Voilà bien la vraie discrimination positive du Président au-dessus des religions (y compris celle qui est aux racines de la France) avec sa laïcité positive : seule la (contre)religion des DHSD (droits de l’homme sans Dieu) peut donner des leçons aux autres, selon une inversion architectonique de l’ordre naturel et chrétien, par une subordination du spirituel au temporel.
Voilà bien, au-delà des apparences séduisantes, la véritable inspiration du chanoine de Saint-Jean-de-Latran : la tête sur terre et donc les pieds au mur, comme le jongleur du laïcisme…



Conclusion

Ce discours du Latran est finalement infiniment plus intéressant par ce qu'il révèle en négatif, que par son contenu.
Il a déchaîné des passions et des haines bien inutiles, et totalement disproportionnées à sa substance, sinon à ses intentions.

Patrice de Plunkett consacre son dernier billet aux "mots de Sarko", comme pour signifier que ces mots ne cachent qu'un grand vide.
A moins qu'il ne s'agisse d'une forme de provocation, bien dans le style du nouveau président.

A propos de sa dernière sortie sur la politique de civilisation, les commentaires sur son billet sont le meilleur:
---------------------
Il y a comme cela de temps en temps des termes en apparence très profonds qui, comme le disait Sacha Guitry sont avant tout très creux.
....
Il existe une [politique de civilisation] pourtant qui pourrait « faire l’affaire »….C’est la « civilisation de l’Amour ! » Des gens très bien en ont parlé…Suivez mon regard….Mais je ne crois pas que notre Président ait pensé à celle-ci….A moins que...A moins que Benoît XVI ne le lui ait soufflé récemment dans le creux de l’oreille en lui demandant de ne pas en parler tout de suite….
-----------
Le président a-t-il une vision politique ou une stratégie de communication?

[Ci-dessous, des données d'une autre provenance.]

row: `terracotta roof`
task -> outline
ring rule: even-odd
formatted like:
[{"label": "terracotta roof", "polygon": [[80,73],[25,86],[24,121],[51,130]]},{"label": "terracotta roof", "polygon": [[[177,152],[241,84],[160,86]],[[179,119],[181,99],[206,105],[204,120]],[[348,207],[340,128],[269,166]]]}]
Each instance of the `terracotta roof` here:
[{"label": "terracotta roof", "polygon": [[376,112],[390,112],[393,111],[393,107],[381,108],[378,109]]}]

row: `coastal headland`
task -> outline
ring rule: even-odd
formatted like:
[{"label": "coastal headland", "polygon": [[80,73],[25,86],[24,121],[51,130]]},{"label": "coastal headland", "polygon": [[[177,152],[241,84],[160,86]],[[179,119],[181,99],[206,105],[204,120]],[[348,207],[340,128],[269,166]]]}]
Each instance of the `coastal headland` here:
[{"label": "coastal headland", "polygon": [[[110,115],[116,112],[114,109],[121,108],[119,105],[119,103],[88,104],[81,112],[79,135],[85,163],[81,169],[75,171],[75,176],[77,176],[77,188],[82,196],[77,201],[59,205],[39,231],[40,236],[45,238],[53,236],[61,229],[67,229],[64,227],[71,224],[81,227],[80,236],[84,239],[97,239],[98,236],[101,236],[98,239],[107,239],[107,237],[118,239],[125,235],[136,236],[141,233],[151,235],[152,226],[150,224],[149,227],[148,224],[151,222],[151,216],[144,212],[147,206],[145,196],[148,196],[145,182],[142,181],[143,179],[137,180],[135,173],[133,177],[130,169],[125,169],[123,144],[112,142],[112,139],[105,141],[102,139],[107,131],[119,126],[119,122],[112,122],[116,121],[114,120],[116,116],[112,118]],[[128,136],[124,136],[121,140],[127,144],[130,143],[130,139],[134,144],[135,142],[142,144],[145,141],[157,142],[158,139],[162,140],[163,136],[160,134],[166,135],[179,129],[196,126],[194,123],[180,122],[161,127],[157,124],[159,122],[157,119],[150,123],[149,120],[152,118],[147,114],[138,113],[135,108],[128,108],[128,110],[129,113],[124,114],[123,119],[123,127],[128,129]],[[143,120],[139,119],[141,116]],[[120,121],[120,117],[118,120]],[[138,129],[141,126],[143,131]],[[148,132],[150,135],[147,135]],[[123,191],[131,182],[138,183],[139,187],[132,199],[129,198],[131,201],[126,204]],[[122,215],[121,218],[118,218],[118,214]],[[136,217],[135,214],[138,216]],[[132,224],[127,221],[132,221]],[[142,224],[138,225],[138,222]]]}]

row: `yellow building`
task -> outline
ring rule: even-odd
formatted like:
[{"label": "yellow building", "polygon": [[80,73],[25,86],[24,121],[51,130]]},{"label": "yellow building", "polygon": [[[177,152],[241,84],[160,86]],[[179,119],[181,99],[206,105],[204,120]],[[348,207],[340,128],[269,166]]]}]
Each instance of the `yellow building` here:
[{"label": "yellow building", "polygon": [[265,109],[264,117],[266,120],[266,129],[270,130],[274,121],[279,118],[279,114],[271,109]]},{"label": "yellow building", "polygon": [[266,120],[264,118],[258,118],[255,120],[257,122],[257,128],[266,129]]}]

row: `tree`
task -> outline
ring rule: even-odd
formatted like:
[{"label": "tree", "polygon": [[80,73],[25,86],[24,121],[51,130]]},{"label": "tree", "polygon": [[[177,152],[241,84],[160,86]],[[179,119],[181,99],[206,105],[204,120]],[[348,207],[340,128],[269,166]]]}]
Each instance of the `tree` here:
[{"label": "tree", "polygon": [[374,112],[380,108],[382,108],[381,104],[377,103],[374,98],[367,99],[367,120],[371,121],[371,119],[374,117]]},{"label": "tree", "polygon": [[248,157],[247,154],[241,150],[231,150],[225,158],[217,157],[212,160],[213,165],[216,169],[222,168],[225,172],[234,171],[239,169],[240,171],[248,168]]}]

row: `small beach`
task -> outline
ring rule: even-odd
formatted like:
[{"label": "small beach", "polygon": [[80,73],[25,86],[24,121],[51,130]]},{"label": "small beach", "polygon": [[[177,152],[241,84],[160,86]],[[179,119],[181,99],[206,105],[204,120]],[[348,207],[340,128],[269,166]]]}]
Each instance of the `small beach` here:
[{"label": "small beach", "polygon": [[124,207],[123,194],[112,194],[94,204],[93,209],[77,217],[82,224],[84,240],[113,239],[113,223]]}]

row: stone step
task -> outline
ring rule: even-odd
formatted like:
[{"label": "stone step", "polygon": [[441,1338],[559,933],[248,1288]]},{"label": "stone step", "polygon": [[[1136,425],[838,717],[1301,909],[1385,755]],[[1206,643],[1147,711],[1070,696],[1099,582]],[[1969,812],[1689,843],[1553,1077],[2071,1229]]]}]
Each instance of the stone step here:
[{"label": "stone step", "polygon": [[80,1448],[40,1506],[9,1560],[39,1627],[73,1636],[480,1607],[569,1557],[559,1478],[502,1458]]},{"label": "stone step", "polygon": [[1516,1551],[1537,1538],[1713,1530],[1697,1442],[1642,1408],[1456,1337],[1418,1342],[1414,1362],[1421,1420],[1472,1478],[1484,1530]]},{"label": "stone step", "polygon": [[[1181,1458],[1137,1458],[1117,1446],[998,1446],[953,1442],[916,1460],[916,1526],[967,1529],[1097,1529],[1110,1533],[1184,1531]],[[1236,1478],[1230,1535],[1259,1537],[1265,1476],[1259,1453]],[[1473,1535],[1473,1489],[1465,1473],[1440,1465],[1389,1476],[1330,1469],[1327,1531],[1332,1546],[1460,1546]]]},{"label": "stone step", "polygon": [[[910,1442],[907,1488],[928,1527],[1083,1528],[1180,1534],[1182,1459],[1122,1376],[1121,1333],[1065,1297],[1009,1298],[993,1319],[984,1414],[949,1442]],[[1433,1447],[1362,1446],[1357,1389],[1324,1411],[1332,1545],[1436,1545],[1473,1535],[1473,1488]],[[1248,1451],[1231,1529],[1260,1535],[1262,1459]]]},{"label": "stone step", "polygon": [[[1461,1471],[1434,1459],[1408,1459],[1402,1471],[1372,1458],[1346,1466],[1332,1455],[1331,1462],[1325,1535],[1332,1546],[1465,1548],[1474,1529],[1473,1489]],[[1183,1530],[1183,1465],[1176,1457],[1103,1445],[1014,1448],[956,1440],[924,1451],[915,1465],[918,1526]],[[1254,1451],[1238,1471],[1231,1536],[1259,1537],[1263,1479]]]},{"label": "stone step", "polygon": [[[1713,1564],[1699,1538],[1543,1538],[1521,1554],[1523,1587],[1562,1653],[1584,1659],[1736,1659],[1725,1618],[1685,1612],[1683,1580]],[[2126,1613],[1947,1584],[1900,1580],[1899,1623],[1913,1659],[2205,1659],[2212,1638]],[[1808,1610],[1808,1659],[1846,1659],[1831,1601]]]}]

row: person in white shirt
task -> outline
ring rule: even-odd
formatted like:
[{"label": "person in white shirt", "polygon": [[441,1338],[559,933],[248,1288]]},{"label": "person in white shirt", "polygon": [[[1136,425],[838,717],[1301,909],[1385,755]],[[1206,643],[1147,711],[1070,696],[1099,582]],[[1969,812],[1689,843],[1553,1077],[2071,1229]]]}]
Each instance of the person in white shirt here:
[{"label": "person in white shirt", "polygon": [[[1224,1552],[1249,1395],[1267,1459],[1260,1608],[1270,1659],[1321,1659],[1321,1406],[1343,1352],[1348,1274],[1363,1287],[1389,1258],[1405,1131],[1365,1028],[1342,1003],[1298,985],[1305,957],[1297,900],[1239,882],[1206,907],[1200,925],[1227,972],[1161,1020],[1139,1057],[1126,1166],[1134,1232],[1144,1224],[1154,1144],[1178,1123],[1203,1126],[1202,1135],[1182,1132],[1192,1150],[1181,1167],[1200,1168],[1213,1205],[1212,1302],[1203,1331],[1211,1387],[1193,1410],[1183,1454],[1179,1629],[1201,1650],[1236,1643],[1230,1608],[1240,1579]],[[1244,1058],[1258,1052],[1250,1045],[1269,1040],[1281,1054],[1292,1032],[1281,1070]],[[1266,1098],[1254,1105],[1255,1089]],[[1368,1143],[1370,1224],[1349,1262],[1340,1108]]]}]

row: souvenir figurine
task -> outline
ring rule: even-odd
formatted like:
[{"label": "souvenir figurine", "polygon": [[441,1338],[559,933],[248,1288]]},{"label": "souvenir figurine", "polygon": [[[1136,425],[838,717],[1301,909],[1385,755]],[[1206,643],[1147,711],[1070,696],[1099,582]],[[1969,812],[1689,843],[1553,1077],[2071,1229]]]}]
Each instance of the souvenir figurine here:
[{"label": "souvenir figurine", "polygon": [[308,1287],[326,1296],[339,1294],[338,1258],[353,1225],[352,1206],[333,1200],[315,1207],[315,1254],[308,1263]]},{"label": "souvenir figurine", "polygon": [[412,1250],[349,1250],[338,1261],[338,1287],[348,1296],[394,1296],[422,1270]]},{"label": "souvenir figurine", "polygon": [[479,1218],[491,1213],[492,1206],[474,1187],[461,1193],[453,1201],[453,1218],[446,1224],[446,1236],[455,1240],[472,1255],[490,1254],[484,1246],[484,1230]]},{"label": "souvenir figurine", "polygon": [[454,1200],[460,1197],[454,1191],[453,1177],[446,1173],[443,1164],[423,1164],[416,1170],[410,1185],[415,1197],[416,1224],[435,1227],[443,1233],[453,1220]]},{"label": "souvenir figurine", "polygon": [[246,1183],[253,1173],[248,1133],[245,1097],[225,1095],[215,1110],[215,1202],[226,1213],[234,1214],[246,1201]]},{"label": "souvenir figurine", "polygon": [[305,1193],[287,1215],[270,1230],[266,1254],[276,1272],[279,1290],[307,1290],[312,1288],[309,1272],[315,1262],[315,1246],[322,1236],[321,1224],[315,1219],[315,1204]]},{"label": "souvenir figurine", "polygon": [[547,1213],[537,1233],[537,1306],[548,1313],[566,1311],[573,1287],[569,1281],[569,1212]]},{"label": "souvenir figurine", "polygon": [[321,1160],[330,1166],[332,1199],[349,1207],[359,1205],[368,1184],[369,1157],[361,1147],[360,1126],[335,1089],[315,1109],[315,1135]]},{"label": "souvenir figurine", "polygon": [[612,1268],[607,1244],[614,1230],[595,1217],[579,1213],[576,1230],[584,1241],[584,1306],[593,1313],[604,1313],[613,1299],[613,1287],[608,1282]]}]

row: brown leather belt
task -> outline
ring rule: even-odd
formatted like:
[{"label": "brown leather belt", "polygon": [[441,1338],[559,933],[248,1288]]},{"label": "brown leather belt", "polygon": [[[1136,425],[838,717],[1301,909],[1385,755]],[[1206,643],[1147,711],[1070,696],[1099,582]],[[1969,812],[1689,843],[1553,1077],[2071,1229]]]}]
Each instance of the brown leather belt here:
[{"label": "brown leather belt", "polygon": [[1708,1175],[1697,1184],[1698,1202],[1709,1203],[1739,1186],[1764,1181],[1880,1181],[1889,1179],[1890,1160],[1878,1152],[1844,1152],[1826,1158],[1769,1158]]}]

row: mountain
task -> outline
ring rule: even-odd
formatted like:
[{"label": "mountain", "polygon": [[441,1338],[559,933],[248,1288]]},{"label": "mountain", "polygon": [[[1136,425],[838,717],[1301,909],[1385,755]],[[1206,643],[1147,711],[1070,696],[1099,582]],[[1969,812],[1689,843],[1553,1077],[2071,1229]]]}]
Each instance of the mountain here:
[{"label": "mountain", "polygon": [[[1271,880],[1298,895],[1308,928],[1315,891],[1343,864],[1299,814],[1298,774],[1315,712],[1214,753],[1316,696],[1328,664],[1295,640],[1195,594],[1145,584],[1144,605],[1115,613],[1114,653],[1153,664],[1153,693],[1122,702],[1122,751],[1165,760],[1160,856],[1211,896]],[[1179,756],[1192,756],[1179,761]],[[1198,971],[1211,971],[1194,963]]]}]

Je penche plutôt pour la seconde alternative. Il a l'art et la manière, comme tout démagogue (et il est plutôt bon en la matière), d'adapter son discours à l'auditoire concerné. Il sent que son électorat de base à tendance à être décu, alors il multiplie les rappels et les symboles. Si le discours du Latran rassure certains électeurs cathos, tant mieux pour eux mais, j'ai peur qu'ils ne soient bien vite décus.